We were surprised to find that few new directors had one-on-one follow-up discussions with the Chairman to facilitate two-way feedback, though many cited the timing of the next formal board evaluation as a reasonable explanation.
Onboarding in this regard is about developing new behaviours rather than learning new “things”. While the range of “board readiness” courses aims to address this, the process of ensuring that these learnings are put into practice falls to the Chairman.
Mentorship makes a difference
“Role transition from executive to non-executive is very challenging. The independent director has to understand, discuss and be critical without taking over. It took me one and a half to two years to get accustomed to the role of a non-executive.”
“The Chairman is vital when you join a board. If I’m not sure about something,
I’ll ring up the Chairman and ask him first.”

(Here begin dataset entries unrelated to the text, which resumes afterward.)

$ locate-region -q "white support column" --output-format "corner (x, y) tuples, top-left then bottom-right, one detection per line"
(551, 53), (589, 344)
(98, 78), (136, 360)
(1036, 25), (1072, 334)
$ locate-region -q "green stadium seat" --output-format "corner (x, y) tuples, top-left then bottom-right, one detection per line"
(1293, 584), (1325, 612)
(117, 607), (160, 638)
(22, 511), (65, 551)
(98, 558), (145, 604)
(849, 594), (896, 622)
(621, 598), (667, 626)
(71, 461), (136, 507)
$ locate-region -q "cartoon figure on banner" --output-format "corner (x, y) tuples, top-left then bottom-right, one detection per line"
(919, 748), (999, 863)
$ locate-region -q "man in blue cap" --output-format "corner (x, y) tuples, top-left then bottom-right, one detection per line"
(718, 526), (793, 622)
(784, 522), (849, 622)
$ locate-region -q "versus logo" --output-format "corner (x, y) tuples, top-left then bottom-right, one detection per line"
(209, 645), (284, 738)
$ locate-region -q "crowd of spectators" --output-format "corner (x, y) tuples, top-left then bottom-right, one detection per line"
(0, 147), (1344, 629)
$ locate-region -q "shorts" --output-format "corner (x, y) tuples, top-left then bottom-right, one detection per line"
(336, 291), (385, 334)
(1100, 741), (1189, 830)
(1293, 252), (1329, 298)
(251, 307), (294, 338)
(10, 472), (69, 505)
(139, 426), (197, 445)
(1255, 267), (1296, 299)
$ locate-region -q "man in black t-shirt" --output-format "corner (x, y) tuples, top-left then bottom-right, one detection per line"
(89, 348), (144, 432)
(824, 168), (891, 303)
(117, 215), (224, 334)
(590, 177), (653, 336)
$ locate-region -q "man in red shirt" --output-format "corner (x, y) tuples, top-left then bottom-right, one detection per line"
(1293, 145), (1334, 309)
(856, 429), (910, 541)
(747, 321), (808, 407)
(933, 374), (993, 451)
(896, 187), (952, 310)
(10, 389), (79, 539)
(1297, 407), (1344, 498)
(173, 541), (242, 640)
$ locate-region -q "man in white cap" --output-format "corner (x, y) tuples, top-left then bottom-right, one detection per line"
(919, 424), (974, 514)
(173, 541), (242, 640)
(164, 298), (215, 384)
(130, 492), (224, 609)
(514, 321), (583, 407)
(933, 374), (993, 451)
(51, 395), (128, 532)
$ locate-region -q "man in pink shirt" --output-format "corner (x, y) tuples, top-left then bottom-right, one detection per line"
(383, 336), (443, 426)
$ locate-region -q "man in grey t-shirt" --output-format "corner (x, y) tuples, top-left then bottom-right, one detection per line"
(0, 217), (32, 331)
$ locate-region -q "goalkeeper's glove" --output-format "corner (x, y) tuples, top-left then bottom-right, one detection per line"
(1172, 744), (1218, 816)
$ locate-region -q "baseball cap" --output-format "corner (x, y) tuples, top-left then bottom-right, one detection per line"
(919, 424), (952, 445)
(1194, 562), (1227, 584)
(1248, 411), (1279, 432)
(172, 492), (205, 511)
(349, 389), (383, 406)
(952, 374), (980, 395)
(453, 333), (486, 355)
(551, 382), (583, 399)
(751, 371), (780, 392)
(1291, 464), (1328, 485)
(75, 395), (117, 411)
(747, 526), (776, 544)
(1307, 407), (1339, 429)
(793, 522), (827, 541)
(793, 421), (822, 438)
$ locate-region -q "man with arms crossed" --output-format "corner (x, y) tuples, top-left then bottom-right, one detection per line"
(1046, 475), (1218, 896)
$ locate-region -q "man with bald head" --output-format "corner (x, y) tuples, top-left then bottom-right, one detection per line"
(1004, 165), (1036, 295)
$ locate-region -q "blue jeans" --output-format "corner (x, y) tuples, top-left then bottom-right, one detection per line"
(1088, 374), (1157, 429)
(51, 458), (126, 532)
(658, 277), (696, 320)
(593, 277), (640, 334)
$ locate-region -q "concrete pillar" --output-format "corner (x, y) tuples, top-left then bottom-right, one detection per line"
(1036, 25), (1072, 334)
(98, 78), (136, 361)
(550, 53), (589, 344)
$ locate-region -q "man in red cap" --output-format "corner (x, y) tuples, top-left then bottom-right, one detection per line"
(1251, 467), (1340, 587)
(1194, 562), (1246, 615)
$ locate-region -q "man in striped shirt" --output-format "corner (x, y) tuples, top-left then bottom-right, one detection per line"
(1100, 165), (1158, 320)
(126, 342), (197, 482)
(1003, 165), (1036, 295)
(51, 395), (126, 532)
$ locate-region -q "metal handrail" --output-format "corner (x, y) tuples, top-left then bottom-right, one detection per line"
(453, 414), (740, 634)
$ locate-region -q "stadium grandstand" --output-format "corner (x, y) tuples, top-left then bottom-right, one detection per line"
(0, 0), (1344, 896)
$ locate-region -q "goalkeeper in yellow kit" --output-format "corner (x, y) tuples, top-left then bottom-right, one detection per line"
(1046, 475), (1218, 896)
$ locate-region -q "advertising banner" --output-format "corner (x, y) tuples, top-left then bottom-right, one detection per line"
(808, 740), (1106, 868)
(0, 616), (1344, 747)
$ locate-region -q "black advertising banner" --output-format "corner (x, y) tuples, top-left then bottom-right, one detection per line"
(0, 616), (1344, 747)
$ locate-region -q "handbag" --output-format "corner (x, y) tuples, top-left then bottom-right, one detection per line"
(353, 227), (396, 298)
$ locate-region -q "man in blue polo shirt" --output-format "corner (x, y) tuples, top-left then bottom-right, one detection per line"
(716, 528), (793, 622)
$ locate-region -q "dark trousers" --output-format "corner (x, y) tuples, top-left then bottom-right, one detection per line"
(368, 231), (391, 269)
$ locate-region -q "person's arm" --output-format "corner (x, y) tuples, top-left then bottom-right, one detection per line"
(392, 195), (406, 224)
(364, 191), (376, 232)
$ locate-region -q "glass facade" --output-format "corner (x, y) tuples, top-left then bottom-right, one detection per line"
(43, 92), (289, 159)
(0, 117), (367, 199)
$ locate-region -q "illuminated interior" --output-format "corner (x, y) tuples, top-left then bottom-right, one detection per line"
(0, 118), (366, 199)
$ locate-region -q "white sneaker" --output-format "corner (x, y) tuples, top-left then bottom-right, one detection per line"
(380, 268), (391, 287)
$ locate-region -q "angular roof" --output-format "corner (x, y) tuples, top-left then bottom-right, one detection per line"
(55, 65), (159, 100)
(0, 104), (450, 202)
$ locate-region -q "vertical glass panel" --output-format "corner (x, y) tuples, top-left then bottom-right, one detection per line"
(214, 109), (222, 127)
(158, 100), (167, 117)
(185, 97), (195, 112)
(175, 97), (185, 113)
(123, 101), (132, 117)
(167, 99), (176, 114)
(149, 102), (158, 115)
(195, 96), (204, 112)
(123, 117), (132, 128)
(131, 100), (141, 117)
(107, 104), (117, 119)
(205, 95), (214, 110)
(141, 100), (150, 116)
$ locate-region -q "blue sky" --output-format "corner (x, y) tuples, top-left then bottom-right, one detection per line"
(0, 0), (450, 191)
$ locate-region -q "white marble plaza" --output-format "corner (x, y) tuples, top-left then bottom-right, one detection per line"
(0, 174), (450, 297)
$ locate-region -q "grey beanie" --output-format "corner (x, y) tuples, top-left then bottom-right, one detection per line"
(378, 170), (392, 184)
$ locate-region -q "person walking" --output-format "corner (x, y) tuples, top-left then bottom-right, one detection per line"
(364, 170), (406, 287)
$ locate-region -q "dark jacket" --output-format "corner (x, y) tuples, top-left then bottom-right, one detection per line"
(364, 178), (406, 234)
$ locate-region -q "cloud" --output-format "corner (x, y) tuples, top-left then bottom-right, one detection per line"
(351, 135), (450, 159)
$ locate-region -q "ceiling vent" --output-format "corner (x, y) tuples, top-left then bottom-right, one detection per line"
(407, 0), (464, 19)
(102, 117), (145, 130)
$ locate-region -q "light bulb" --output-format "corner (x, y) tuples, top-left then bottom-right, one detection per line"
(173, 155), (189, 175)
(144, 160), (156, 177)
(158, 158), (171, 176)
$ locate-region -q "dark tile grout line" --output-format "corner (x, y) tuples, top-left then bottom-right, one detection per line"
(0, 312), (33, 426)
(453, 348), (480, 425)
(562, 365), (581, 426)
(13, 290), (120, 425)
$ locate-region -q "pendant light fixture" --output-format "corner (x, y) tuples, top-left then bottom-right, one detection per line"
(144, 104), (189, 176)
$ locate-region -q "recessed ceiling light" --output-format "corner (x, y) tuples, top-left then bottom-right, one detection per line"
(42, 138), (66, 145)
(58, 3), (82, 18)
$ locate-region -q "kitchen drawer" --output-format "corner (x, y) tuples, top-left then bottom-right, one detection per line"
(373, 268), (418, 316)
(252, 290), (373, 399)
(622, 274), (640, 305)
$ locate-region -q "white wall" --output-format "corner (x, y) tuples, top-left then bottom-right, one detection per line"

“The Chairman is not distant or aloof; he is very personable. If I put my hand up, he’s great. He’s unobtrusive and is helpful in a ‘light’ way.”
Involving the CEO
Balance the dynamic tension between understanding and independence
The relationship between the executive and the non-executive is a complex, fluid dynamic. There can be greater leeway for non-executive director involvement and access to the business during the onboarding process, provided it does not interfere too greatly or for too long.
We found fewer CEOs were involved in onboarding than we had expected, given the important effect that the CEO has on a board dynamic and that many elements of best practice—such as site visits and access to management—are within the CEO’s remit.
Again, the Chairman should show leadership here and encourage a balanced relationship between the Chairman and the non-executive director, whereas the CEO sees the non-executive director as a mentor and advisor, as well as an overseer.
Beyond the board papers
Board papers should fill in the gaps, not be the foundation of the proces
While all those we spoke with agreed that the papers provided upon appointment were helpful, non-executive directors felt they learnt more about the board and the business at their first few meetings and visits to the company’s sites. Indeed, new directors usually had seen the annual reports and sought analyst views as part of their due diligence.
Those whose appointments came just before a strategy session told us that they felt they understood the company and were able to make confident, meaningful contributions in board discussions much sooner than on boards where there wasn’t a management strategy session for more than six months. Boards should consider the timing of their appointment processes and the meeting calendar.
Out and about
“In-depth discussions with the executives and management layers below them, primarily about how the company works, its culture and what makes it tick—
this is paramount.”
“I recommend that NEDs get involved. But go one step further: Get involved with management and be a serious third party.”
“Make sure you schedule site visits to important operations, even if executives
What does this mean?
None of the non-executive directors to whom we spoke believed the onboarding process needed to be completely abolished and redesigned from scratch—thoughtful tweaks and shifts in emphasis can bring structure and clarity to what traditionally may have been an ad hoc process.
There is one final point that we heard repeatedly from non-executive directors, both first-timers and experienced portfolio directors: Better onboarding allows boards to appoint the more diverse profiles they need to bring to the table, as their board grapples with the challenges of modern business.
We believe that boards (and Chairmen in particular) should be thinking differently about how they tackle this issue. As search advisors, we need to support Chairmen by applying new tools and techniques to assess first-time board candidates. Waiting for another board to take the risk on a first-time non-executive director means potentially missing out on talent and severely limiting the pool from which to choose.